But it is not pure sport for the pure of heart either:
Didn’t we agree this was pro wrestling two weeks ago?
No. Pro wrestling is actually scripted. They know who is going to win ahead of time. The NFL, on the other hand, relies upon a “thumb on the scale” approach to gently favor its preferred narrative as well as to protect the betting lines and prevent the blowouts.
Football is too unpredictable, and has too many injuries, to successfully script a game, let alone a playoffs or a season. But you can usually know which team is going to get the marginal calls in the playoffs on a week-to-week basis, such as the Saints in 2009, the Chiefs last weekend, and the Vikings this weekend.
The thumb on the scale only matters if the game is very close. For example there is absolutely NO WAY the league wanted Jacksonville to beat Pittsburgh since the narrative all season was set up for Pittsburgh to seek revenge against New England in the AFC Championship. That’s why the league spins multiple narratives, gently supports them all, and hopes one or more of them will play out. They are particularly intent on doing this now in order to try to carve back some of their lost ratings before the Super Bowl.
I expect that the league now favors a Minnesota-New England Super Bowl, as “the first Super Bowl at home” and “the last ride of the GOATs part II”. Also because they don’t want either New England or Jackonville, both of which have excellent defenses, blowing out an Eagles team starting a backup quarterback. (Of course, if Foles can somehow beat two of the top three defenses in the league this year, he will fully merit a Super Bowl ring.) But even if you suspect you might have the official wind at your back for a change, you still have to make the plays and win the games.
By the way, I’d like to point out that Sean Payton choked on the clock management as well. I watched the end of the game again and the Saints had two unnecessary, but intentional clock stoppages once they got into field goal range. And in defense of rookie safety Marcus Williams, I will note that his mistake was NOT intentionally missing the tackle of Stefon Diggs, but rather, misreading the ball and breaking on Diggs too fast and hard.

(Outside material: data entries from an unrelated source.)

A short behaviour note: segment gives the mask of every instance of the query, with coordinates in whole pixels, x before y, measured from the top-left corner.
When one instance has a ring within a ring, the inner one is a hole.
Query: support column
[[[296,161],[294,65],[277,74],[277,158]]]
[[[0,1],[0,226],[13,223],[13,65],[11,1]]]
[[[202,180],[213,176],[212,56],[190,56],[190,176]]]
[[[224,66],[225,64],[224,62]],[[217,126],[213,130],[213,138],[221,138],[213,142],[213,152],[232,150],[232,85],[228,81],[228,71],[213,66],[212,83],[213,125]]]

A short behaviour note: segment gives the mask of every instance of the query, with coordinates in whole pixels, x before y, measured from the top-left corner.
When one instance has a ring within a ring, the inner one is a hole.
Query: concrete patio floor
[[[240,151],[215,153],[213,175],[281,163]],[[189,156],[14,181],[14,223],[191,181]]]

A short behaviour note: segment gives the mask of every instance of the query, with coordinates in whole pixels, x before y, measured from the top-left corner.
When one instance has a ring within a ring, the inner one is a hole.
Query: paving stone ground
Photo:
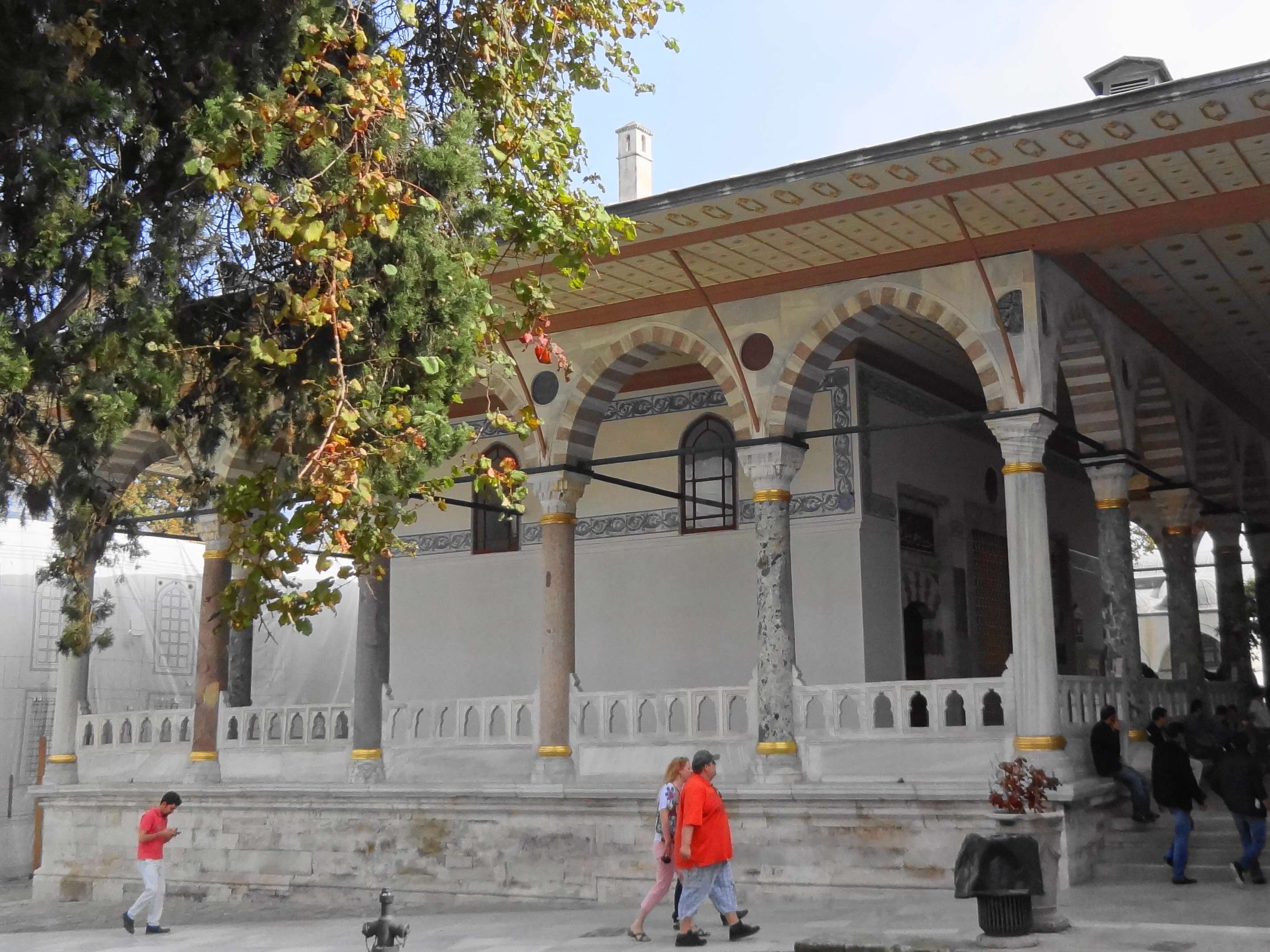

I can guarantee you that before the play, the defensive backs were reminding each other “no pass interference!” Williams appeared to think the ball was not going to hang as long as it did and broke on Diggs, then altered his path at the last moment when he realized that he was going to get there early. If he hadn’t changed his course, he would have cut out Diggs’s legs before the ball arrived.
Was Williams trying to avoid a pass interference penalty?
“I feel like I was a little early [getting to Diggs], but at that point, I’ve just got to make the tackle when he comes down.”
Williams was right. He was early. His mistake was trying to break up the play rather than letting Diggs catch the ball, then tackling him in-bounds to run out the clock. But then, given that his coaches were misplaying the sidelines on offense, it’s not a surprise that their rookie safety did too.
I liked this quote from Coach Zim quoting the Hitman.
No one thought we were going to be any good. I know you guys didn’t pick us very good going into the year. But we have a bunch of fighters in that locker room, guys that will compete. I said to Harrison Smith yesterday in practice, I said, ‘Are you afraid of these guys?’ He said, ‘I am afraid of everybody. That’s why I play good.’ That’s how our team is.”
Don’t overlook anyone, hit everyone hard, and don’t ever quit. That’s the Viking philosophy and it’s not a bad one for life.